LabelStudioDatasetRegistrationParameters (BaseParameters)
pydantic-model
Step parameters when registering a dataset with Label Studio.
Attributes:
Name | Type | Description |
---|---|---|
label_config |
str |
The label config to use for the annotation interface. |
dataset_name |
str |
Name of the dataset to register. |
Source code in zenml/integrations/label_studio/steps/label_studio_standard_steps.py
class LabelStudioDatasetRegistrationParameters(BaseParameters):
"""Step parameters when registering a dataset with Label Studio.
Attributes:
label_config: The label config to use for the annotation interface.
dataset_name: Name of the dataset to register.
"""
label_config: str
dataset_name: str
LabelStudioDatasetSyncParameters (BaseParameters)
pydantic-model
Step parameters when syncing data to Label Studio.
Attributes:
Name | Type | Description |
---|---|---|
storage_type |
str |
The type of storage to sync to. |
label_config_type |
str |
The type of label config to use. |
prefix |
Optional[str] |
Specify the prefix within the cloud store to import your data from. |
regex_filter |
Optional[str] |
Specify a regex filter to filter the files to import. |
use_blob_urls |
Optional[bool] |
Specify whether your data is raw image or video data, or JSON tasks. |
presign |
Optional[bool] |
Specify whether or not to create presigned URLs. |
presign_ttl |
Optional[int] |
Specify how long to keep presigned URLs active. |
description |
Optional[str] |
Specify a description for the dataset. |
azure_account_name |
Optional[str] |
Specify the Azure account name to use for the storage. |
azure_account_key |
Optional[str] |
Specify the Azure account key to use for the storage. |
google_application_credentials |
Optional[str] |
Specify the Google application credentials to use for the storage. |
aws_access_key_id |
Optional[str] |
Specify the AWS access key ID to use for the storage. |
aws_secret_access_key |
Optional[str] |
Specify the AWS secret access key to use for the storage. |
aws_session_token |
Optional[str] |
Specify the AWS session token to use for the storage. |
s3_region_name |
Optional[str] |
Specify the S3 region name to use for the storage. |
s3_endpoint |
Optional[str] |
Specify the S3 endpoint to use for the storage. |
Source code in zenml/integrations/label_studio/steps/label_studio_standard_steps.py
class LabelStudioDatasetSyncParameters(BaseParameters):
"""Step parameters when syncing data to Label Studio.
Attributes:
storage_type: The type of storage to sync to.

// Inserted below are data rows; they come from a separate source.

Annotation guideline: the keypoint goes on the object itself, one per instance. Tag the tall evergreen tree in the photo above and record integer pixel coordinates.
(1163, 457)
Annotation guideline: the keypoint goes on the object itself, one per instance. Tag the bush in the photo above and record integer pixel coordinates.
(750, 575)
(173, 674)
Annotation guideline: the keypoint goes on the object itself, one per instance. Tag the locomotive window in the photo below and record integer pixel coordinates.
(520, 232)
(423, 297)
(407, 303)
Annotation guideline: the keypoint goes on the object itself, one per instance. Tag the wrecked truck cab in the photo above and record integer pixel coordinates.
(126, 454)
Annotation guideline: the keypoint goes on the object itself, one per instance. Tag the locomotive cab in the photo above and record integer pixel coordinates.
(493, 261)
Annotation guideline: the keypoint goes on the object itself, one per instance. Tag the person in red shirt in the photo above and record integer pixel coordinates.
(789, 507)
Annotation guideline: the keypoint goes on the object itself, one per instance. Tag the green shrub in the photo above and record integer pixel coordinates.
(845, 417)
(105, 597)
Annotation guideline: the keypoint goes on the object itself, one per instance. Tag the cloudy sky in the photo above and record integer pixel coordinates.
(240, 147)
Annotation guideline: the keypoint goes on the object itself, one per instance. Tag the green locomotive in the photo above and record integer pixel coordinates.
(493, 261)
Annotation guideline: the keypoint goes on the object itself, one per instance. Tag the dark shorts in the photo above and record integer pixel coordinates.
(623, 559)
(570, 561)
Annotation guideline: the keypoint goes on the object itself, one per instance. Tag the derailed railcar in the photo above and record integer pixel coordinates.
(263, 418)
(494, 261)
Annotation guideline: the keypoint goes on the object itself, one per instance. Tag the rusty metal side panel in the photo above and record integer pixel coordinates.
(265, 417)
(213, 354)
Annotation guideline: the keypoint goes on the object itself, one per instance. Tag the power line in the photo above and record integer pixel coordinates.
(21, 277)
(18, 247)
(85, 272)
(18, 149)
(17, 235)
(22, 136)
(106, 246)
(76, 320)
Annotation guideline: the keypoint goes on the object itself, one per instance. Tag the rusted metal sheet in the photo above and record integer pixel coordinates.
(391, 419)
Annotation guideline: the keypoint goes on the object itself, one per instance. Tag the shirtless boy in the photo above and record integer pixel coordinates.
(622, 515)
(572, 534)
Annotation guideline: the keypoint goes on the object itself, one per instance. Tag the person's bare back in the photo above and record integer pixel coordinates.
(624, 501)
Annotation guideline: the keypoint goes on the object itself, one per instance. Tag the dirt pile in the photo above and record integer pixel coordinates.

label_config_type: The type of label config to use.
prefix: Specify the prefix within the cloud store to import your data
from.
regex_filter: Specify a regex filter to filter the files to import.
use_blob_urls: Specify whether your data is raw image or video data, or
JSON tasks.
presign: Specify whether or not to create presigned URLs.
presign_ttl: Specify how long to keep presigned URLs active.
description: Specify a description for the dataset.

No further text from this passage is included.